La polysémie du prénom Vesper, signifiant à la fois le coucher du soleil et l’irruption de Vénus quand elle resplendit dans l’obscurité naissante, contient en elle seule les forces contraires qui animent Casino Royale. Il y a le versant nocturne, explicité par l’ouverture en noir et blanc, la brutalité des combats, les sévices infligés aux corps ; il y a le versant diurne, amour que l’on croit sincère entre un agent double et une employée du Trésor dont la beauté foudroie les joueurs de poker.
Martin Campbell parvient à entremêler ces deux fils narratifs, disposant chacun d’une tonalité particulière, d’abord de façon grossière – la succession initiale de courses-poursuites, si la technique impressionne, demeure factice – puis avec succès. En résulte un bonheur que l’on sent fragile et menacé par un passé qui hante l’ombre des personnages, en résulte une violence qui gagne en puissance tragique à mesure que l’on retrouve Vesper ligotée sur une route de campagne ou enfermée dans une cage d’ascenseur. Dit autrement, le long métrage convertit l’alchimie apparente des amants en une atmosphère de plus en plus toxique : les cartes postales envoyées de Venise ou de Miami ne sont que la face cachée d’une réalité amère, tel le cocktail concocté par Bond ; le poids du silence et des non-dits se ressent davantage à chaque baiser, au premier « je t’aime ».
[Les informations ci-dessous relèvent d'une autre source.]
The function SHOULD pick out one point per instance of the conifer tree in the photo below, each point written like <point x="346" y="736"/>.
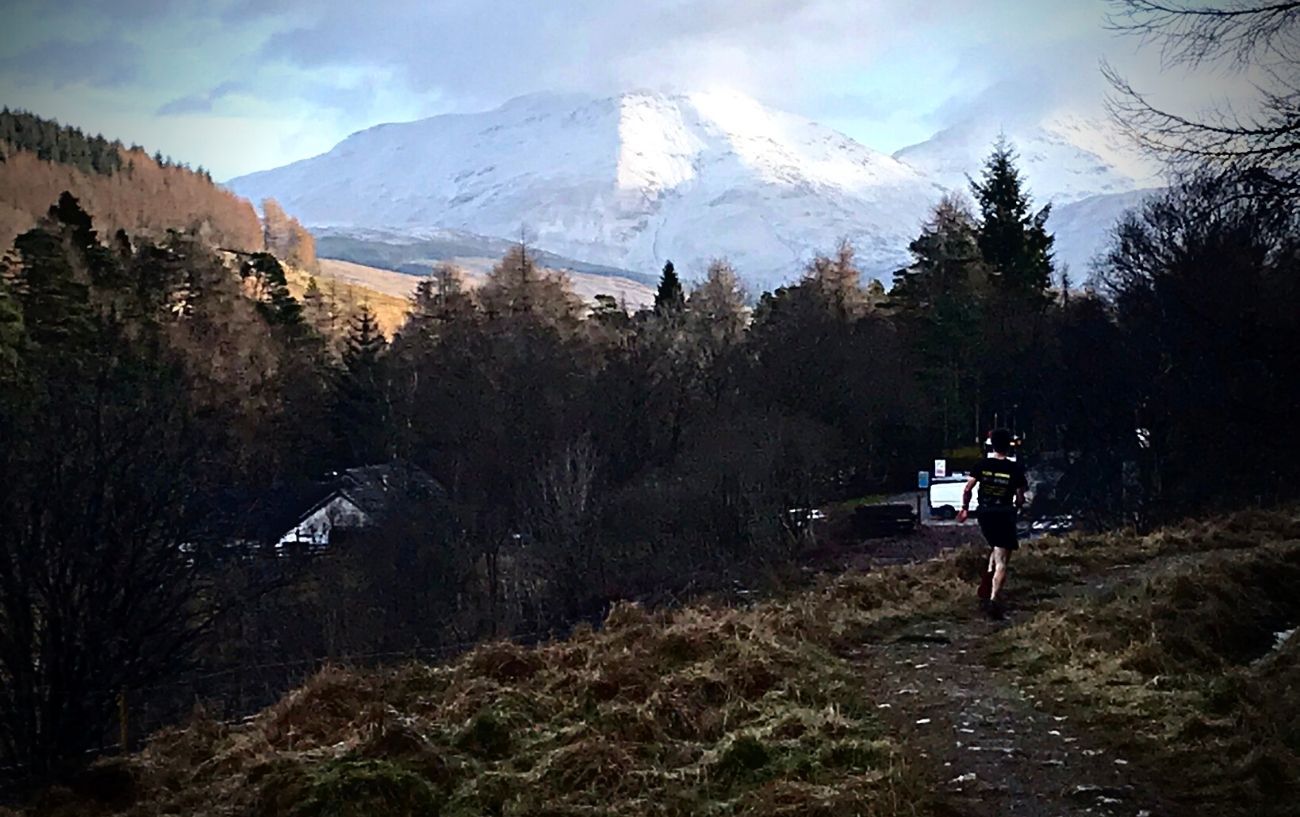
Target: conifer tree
<point x="277" y="305"/>
<point x="670" y="298"/>
<point x="360" y="405"/>
<point x="1012" y="240"/>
La thématique centrale du jeu déplace également l’innocence apparente d’un divertissement vers l’âpreté d’un monde adulte paranoïaque et surveillé – caméras de surveillance, téléphones portables, puces, GPS – au sein duquel les grands méchants ont eux aussi des comptes à régler et se font passer à tabac. Casino Royale exprime donc l’impossibilité d’un agent double à « prendre le large », c’est-à-dire à renaître lavé du sang qui le couvre et de la duplicité qui le définit ; il demeure, comme Vesper, un orphelin auquel s’ajoute le numéro de série, matricule 007, comme le prénom de l’être aimé se dégrade en mot de passe pour déverrouiller un vulgaire transfert d’argent.
L’échec de James Bond personnage à repartir de zéro permet, de façon quasi paradoxale, à sa saga de renaître de ses cendres. Une réussite.